天知道他鬧得什麽别扭,打從他受傷以來,就沒有給過我什麽好顔色看。我喂他喝藥,他也是不怎麽領情,甯可忍痛坐起身來自己動手,我和他說話,他有一搭沒一搭地,還時常走神,目光憂郁地對着床帳發呆,我覺得他是故意疏遠我,沒辦法,隻能拿本《太陰經》蹲在角落裏看。
隔壁的小麻雀晚飯後拖着悠閑的步子過來串門。
它除了嘴巴毒了點,也不是那麽的讨人嫌,兩隻小短腿在我胳膊上跳來跳去,我覺得有趣,用手戳了戳它吃的圓滾滾的肚子,“你們還沒走啊?”

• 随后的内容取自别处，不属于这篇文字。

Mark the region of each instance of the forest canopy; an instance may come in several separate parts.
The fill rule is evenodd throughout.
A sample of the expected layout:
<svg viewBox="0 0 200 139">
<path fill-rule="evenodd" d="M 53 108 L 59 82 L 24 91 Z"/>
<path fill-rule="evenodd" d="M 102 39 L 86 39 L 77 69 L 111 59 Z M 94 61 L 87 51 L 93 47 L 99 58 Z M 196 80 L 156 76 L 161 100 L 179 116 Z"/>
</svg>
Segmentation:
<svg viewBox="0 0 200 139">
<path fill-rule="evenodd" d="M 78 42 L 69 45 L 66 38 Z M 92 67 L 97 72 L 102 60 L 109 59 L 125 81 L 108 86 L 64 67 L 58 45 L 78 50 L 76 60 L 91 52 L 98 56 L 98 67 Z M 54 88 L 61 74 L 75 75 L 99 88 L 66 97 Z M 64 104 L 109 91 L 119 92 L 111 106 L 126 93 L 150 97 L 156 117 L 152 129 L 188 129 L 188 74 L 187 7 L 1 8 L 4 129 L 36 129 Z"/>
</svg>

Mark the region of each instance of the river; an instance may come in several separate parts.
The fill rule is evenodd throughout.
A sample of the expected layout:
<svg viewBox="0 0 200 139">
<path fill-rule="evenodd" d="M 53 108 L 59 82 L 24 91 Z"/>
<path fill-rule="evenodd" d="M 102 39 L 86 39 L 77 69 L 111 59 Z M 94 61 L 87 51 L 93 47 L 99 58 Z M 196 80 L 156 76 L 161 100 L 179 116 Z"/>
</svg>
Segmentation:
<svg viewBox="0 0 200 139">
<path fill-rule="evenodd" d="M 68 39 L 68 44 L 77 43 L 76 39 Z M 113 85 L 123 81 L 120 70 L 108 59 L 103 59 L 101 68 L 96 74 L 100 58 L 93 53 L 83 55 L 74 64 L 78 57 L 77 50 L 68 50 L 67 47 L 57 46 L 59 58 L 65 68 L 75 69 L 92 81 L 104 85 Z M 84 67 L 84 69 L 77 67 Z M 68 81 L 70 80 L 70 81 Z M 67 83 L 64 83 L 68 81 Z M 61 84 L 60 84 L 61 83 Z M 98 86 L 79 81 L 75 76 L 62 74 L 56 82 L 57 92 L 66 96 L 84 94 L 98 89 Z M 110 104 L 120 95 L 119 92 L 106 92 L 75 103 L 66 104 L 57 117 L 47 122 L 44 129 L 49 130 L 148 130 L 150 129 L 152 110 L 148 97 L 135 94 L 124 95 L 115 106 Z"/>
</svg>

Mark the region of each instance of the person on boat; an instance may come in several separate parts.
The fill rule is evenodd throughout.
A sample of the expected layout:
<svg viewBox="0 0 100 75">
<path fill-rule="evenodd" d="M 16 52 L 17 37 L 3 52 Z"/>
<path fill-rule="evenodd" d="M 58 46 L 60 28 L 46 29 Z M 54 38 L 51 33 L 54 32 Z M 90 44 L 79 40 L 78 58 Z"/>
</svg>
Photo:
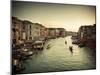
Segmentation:
<svg viewBox="0 0 100 75">
<path fill-rule="evenodd" d="M 71 53 L 73 53 L 73 46 L 69 46 L 69 50 Z"/>
</svg>

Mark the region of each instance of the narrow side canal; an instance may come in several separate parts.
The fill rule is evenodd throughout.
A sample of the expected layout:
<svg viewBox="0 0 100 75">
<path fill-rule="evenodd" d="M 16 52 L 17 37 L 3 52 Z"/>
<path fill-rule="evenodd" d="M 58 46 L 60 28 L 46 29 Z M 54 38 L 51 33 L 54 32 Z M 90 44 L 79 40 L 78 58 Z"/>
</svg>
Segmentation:
<svg viewBox="0 0 100 75">
<path fill-rule="evenodd" d="M 95 69 L 95 50 L 87 47 L 80 48 L 73 45 L 71 41 L 71 36 L 49 40 L 44 50 L 35 51 L 30 59 L 23 61 L 25 70 L 21 73 Z M 47 49 L 48 44 L 49 49 Z M 69 46 L 73 46 L 73 53 L 70 52 Z"/>
</svg>

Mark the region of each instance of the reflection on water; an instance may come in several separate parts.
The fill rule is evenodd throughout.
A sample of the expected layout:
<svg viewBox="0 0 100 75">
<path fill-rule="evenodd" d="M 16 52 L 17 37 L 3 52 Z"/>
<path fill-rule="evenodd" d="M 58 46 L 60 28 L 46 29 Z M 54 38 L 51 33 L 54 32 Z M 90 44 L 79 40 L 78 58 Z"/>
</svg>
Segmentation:
<svg viewBox="0 0 100 75">
<path fill-rule="evenodd" d="M 65 44 L 65 40 L 67 44 Z M 47 46 L 50 45 L 48 49 Z M 73 54 L 69 50 L 73 46 Z M 48 41 L 43 51 L 35 51 L 31 59 L 23 62 L 21 73 L 95 69 L 95 50 L 72 45 L 70 36 Z"/>
</svg>

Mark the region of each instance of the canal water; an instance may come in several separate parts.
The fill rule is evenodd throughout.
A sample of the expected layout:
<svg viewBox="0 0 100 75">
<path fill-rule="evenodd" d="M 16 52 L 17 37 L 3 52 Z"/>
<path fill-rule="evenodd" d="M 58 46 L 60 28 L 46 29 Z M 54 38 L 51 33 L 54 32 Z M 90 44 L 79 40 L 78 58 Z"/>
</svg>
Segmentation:
<svg viewBox="0 0 100 75">
<path fill-rule="evenodd" d="M 73 53 L 69 46 L 73 46 Z M 68 36 L 49 40 L 44 50 L 35 51 L 30 59 L 23 61 L 23 65 L 26 69 L 20 73 L 88 70 L 96 68 L 96 55 L 95 50 L 73 45 L 71 36 Z"/>
</svg>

小麻雀打了個飽嗝道:“你在哪裏,主人就在哪裏。你跑不掉的。”這話就像咒語,聽得我雞皮疙瘩直冒。
陪着我看了一會兒書,它百無聊賴地飛走了。
晚點給曲寄微換藥時,他突然開口問我:“我是不是很沒用?”
我沾滿了膏藥的手指微微一滞,這話從何說起?
他眸光黯淡地說:“明知道白夜對你有不軌之心,卻不能保護你。我打不過他,阻止不了他接近你。我真的很生自己的氣。”
我沒想到他和我冷戰了這麽些天是因爲這個,不由得愣了神。
“小師叔,這是我和他之間的事,我有把柄在他手裏,不得不聽他的話,怎麽能怪你沒用呢?”沒用的人是我才對。

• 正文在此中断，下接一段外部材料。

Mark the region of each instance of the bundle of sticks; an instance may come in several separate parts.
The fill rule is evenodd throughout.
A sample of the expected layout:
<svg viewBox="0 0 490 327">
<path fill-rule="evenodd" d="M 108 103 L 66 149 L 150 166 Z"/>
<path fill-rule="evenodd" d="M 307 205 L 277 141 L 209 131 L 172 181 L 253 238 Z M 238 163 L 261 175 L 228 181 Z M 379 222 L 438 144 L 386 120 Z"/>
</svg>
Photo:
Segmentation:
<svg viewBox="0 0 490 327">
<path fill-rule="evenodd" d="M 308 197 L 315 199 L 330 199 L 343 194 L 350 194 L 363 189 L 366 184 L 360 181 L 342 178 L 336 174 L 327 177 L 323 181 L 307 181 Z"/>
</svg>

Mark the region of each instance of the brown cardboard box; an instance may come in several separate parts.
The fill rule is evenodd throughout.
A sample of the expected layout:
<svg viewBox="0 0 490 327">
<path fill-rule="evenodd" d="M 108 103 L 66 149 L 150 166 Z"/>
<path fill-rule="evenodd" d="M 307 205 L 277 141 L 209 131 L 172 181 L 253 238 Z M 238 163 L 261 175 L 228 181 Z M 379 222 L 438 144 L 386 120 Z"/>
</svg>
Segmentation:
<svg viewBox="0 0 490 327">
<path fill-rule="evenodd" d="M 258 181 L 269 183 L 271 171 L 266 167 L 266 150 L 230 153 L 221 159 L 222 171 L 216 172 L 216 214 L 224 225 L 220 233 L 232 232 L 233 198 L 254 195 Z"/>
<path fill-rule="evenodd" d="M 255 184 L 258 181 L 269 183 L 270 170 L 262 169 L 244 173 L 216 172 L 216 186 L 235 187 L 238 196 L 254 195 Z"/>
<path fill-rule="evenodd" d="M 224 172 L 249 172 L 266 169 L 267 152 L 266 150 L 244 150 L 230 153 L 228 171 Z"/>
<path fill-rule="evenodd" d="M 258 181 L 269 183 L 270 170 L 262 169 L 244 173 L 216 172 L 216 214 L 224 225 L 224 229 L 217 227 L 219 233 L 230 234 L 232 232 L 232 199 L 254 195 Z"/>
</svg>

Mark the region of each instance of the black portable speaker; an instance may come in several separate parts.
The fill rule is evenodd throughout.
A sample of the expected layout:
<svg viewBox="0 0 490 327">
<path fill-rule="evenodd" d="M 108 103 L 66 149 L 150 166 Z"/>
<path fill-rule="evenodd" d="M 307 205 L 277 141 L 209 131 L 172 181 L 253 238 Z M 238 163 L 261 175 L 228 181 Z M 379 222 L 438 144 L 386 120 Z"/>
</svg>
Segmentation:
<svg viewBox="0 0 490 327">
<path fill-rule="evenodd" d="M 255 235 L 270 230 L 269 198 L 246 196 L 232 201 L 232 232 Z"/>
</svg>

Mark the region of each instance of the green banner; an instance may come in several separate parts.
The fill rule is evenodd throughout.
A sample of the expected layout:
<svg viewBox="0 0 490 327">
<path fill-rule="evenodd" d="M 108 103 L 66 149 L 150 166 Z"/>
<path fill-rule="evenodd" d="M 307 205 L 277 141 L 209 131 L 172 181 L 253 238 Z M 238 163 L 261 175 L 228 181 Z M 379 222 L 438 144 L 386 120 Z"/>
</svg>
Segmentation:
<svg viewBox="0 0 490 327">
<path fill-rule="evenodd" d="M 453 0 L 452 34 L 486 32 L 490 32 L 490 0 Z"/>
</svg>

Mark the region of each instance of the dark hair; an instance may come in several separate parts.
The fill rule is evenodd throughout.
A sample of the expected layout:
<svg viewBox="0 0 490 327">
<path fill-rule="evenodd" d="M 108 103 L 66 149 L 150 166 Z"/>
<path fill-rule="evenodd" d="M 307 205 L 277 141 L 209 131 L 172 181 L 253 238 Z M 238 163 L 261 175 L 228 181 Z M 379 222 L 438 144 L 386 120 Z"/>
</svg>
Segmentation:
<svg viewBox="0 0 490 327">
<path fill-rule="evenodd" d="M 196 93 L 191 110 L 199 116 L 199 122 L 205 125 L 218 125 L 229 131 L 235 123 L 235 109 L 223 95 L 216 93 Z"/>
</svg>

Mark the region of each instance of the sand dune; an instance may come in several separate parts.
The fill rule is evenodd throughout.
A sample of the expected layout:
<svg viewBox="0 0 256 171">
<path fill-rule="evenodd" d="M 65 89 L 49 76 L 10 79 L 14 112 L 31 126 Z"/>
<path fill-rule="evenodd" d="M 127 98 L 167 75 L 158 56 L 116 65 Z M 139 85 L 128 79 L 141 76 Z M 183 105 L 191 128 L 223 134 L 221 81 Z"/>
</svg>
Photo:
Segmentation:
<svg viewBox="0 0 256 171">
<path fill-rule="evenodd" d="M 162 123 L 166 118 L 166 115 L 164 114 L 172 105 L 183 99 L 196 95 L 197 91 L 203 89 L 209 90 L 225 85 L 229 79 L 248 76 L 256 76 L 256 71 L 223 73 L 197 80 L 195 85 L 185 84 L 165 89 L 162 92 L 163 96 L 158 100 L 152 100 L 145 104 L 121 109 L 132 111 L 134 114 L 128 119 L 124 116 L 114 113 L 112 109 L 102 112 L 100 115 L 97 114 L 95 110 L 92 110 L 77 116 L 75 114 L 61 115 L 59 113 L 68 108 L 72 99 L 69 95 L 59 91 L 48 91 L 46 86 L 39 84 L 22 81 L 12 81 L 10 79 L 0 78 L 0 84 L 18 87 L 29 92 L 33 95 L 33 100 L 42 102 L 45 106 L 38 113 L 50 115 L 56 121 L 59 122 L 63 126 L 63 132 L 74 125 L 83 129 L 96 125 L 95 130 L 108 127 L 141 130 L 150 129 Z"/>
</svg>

蒼白的臉上有了一絲笑意,他輕聲問我:“你喜歡他嗎?”
“怎麽可能。”
也不知他有沒有聽進去,他看着我的眼睛,認真地說道:“梨花,如果你愛的是别人,我或許不會說什麽,但是他真的不行,他會傷害你的。”
“我知道。”
曲寄微伸手撫去我鼻尖上沾着的黑色膏藥,漂亮的桃花眼盯着我看了一會兒,目光溫暖而纏綿。我讓他看得心裏發虛,我不會愛白夜,更不會愛他啊,隻要想起他的身世,我就有種奪路而逃的沖動。